This is a very good point. I think in a lot of cases UL is just a racket. They just charge a huge fee to get their sticker on your product. The other issue with the "Made in America" label is that the rules for what allows a manufacturer to label their product "Made in America" are too loose and not well enforced. For example, many manufacturers will purchase all of the components for a product in China, have it shipped to the U.S., install a few screws and call it "Made in America." This gives them a false competitive advantage by allowing them to sell a cheap Chinese made product at a price that would not be possible if it was actually made in the U.S.A. I am really happy that this post has generated so much interest and HolidayLEDs.com respects the decisions of consumers to only purchase products which are made in America. Each year we try to source lights which are made in the United States. To date we have had no luck and as far as we know there are currently 0 Christmas lights made in the U.S. Although most of our products are made in China, we are a small privately held company based in Michigan and the purchases of our customers and the success of our business have allowed us to contribute to a local Michigan economy that is one of the worst in the nation.

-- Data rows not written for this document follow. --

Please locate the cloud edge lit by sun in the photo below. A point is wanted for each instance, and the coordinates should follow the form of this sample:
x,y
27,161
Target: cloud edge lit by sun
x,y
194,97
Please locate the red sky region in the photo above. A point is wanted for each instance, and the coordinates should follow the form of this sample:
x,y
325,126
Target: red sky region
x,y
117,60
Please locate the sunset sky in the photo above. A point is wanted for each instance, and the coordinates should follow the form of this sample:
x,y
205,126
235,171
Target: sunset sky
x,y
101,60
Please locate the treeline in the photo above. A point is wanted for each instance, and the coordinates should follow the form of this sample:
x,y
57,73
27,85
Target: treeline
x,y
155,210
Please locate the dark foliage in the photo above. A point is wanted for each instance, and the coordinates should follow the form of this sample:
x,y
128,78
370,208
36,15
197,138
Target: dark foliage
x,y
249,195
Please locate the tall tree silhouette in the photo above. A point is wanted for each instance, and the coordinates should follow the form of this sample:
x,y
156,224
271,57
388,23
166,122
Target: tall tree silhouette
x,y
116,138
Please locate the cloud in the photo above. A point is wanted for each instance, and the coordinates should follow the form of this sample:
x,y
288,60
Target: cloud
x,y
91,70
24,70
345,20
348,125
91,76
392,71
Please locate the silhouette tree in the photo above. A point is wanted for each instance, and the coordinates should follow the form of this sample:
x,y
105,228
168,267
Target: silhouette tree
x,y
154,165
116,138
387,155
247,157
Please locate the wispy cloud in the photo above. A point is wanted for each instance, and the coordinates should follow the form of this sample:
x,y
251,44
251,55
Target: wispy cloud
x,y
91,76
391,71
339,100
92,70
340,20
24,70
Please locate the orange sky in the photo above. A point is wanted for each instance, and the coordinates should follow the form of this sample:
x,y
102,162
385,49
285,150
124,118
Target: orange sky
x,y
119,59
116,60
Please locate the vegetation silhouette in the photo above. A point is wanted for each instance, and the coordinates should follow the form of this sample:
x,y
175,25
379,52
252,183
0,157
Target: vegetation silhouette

American made Christmas lights

Can you stand one more rant against China? After all we did to help them in World War 2, they murdered our boys in Korea and continue to support the (#@$&) North Koreans. China is foremost a Communist country with no democracy, a dismal record on human rights, and imprisons people like Nobel prize winner Liu for what they think! I for one will happily forgo any purchases of new holiday lights because I have no desire to send my money to China. And as for the rest of my holiday shopping, if the label says “Made in China” it does not go into my shopping cart

Lights Made in USA

I have simply refused to purchase anything not Made in USA, especially during the Christmas season. If more Americans actually paid attention to this, manufacturing would come back to the USA. Eventually we'll have no choice because no one will want our paper money anymore, since there is nothing to back it up. I even check common items like tape, toothpaste, and food. I stopped buying Crest and Colgate because they were made in Mexico, and started buying Aquafresh and Pepsodent (BOTH OF WHICH ARE LESS EXPENSIVE, by the way) which are Made in USA.

I would indeed pay 3 times the cost for lights Made in USA.
Instead, I have none since I can purchase none.

By the way, in addition to the concerns you listed (child labor, toxic substances such as lead, cadmium, other heavy metals, etc.), you can this to the list:

National Security.
China is the world's largest communist dictatorship, and no friend of the USA.
Everything we buy supports that dictatorship, just as foreign oil supports terrorism.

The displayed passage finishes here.